Whether creating a pop smash or a TV score, Jones was always staunchly committed to forward-thinking production. Most producers settle in and stop evolving at some point, developing a recognizable sound, but Jones was never one to get stuck in the past and dismissed as a revivalist, which helps explain why he was involved with Number One singles in three different decades. “We had the first Fender Bass in 1953 – without a Fender Bass connected to an electric guitar from 1939, there’d be no rock & roll or Motown,” he told Rolling Stone. “We did jazz records with it at first, one called “Work of Art” by Art Farmer on Prestige Records. And my Ironside theme is the first time the public ever heard a synthesizer.”

Later, when recording with Jackson, Jones also employed the latest keyboard and programming technology to make propulsive records that still cut through at radio three decades later. “Quincy’s philosophy was an outhouse bottom with a penthouse view,” Whitney Houston producer Narada Michael Walden told Rolling Stone in 2017. “It’s gotta have a stank on the bottom, and then be pretty with a skyline view on top. Then you can play it in the bar, the club, the yacht. It works everywhere.

Long before Jones figured out how to make juggernaut singles and became one of the most decorated musicians in history, with 28 Grammy awards and a record 79 nominations, he grew up poor on the violent South Side of Chicago. He was born there on March 14th, 1933, during the height of the Great Depression. His mother suffered from mental illness and was sent to an asylum when Jones was young. Jones and his younger brother Lloyd lived for a time in their grandmother’s electricity-less shack in Louisville, KY before returning to Chicago. Then they following their father, a carpenter, out to Washington State, where he moved to work on a U.S. naval base during the Second World War.

******************************

But one of Jones’ final film projects brought him close to Michael Jackson: He oversaw much of the music in the film adaptation of The Wiz, which starred Diana Ross and Jackson. Jones and Jackson became friends on set, and as Jackson was preparing to make his debut as a solo act after a highly successful run in the Jackson 5, Jones proposed that they work together. Epic Records did not initially like this idea. “The word was: ‘Quincy Jones is too jazzy, and has only produced dance hits with the Brothers Johnson,'” he writes in Q. But Jackson demanded Jones, and Epic relented.
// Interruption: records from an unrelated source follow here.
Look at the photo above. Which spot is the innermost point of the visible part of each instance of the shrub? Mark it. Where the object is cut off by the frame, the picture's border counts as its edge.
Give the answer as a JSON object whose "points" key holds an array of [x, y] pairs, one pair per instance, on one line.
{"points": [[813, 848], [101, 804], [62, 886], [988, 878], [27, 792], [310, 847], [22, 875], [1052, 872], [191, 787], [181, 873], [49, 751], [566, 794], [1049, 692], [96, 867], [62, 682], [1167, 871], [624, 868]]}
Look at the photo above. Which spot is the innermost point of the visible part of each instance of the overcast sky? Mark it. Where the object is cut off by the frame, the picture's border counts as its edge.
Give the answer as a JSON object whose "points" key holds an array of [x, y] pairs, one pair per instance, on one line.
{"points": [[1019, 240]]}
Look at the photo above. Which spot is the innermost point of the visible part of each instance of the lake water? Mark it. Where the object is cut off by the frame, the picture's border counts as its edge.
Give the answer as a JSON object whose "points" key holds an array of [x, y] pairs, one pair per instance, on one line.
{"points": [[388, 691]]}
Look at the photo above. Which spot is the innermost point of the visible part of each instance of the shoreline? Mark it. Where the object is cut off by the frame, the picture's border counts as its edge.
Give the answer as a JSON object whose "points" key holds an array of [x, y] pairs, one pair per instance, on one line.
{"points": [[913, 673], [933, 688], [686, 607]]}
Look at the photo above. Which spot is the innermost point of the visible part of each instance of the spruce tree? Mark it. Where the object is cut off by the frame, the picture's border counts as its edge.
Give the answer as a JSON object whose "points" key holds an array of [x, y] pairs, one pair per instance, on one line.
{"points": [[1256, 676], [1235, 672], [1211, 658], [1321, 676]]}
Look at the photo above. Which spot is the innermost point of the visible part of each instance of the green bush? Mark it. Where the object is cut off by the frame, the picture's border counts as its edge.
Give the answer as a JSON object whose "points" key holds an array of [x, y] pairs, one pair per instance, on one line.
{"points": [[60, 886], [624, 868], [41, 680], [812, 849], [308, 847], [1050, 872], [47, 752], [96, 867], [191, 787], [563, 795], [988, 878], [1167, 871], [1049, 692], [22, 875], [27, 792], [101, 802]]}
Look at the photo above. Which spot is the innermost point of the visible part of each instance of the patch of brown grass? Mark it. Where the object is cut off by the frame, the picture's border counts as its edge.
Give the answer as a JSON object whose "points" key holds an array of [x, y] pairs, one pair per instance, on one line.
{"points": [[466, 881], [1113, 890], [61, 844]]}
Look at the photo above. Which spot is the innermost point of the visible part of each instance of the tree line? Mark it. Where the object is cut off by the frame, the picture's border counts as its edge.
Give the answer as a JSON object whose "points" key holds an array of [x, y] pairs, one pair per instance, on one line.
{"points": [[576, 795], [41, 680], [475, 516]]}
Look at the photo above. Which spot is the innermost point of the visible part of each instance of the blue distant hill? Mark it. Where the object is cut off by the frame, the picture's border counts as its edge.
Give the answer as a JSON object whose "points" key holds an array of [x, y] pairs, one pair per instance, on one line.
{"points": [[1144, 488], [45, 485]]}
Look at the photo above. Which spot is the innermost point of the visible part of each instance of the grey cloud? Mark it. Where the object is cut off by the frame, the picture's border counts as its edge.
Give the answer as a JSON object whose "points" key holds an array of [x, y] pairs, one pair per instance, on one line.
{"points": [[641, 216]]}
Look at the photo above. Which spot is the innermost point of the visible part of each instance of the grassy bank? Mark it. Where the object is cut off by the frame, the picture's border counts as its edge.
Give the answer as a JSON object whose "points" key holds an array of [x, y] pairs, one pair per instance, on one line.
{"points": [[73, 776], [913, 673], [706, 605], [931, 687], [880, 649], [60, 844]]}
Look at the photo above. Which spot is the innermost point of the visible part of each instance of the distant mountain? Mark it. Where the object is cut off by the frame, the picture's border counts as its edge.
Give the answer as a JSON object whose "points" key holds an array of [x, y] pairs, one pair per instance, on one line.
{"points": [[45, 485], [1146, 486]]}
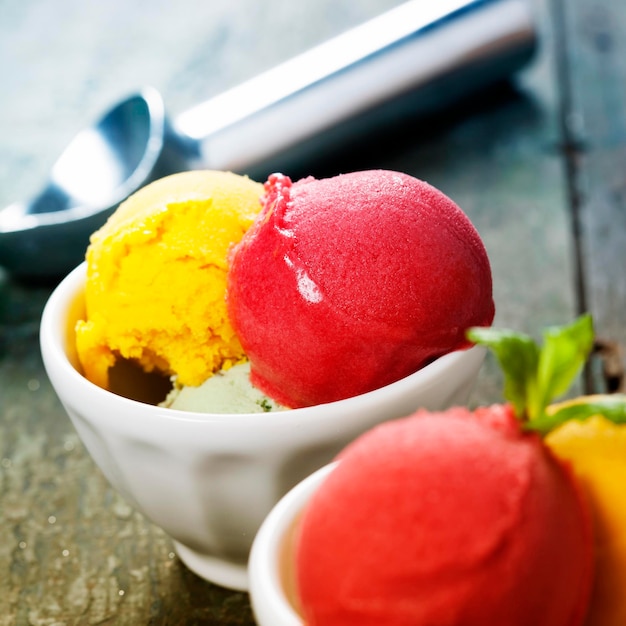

This led to one of the most fruitful musical partnerships in history. Jones produced Off the Wall, Thriller and Bad, which together resulted in 17 Top 10 hits on the Hot 100, including nine Number Ones, and sold more than 50 million units in the U.S., according to the RIAA. Jones put a team of crack musicians and songwriters and the most modern musical technology behind Jackson, resulting in stunningly sophisticated, rhythmically explosive hits. “It was this convergence of the most advanced technology in the known universe at your disposal mixed with old-school musicality,” said Madonna collaborator Stephen Bray ..."
 
I know some MJ fans have had their issues with Q in more recent years (Myself included) but there's no denying that the man was an incredible talent and a genius.

Q was the one who recommended Rod Temperton to Michael which led to classics like Rock With You, Thriller and the beautiful Lady In My Life.

RIP, Quincy.
 
Last edited:
R.I.P. Q

No matter what some MJ fans think of Q andhis comments in his later years, he is one of the biggest legends in musical history.

He has made some of the best sounding music ever. - I am a huge Frank Sinatra fan too - and Q has a huge impact on that too.

Great legacy - great producer.
 
I know some MJ fans have had their issues with Q in more recent years (Myself included) but there's no denying that the man was an incredible talent and a genius.

Q was the one who recommended Rod Temperton to Michael which led to classics like Rock With You, Thriller and the beautiful Lady In My Life.

RIP, Quincy.
You said it perfectly. I had issues with him, but his contribution to Michael's phenomenal worldwide success, especially as a solo artist, is appreciated.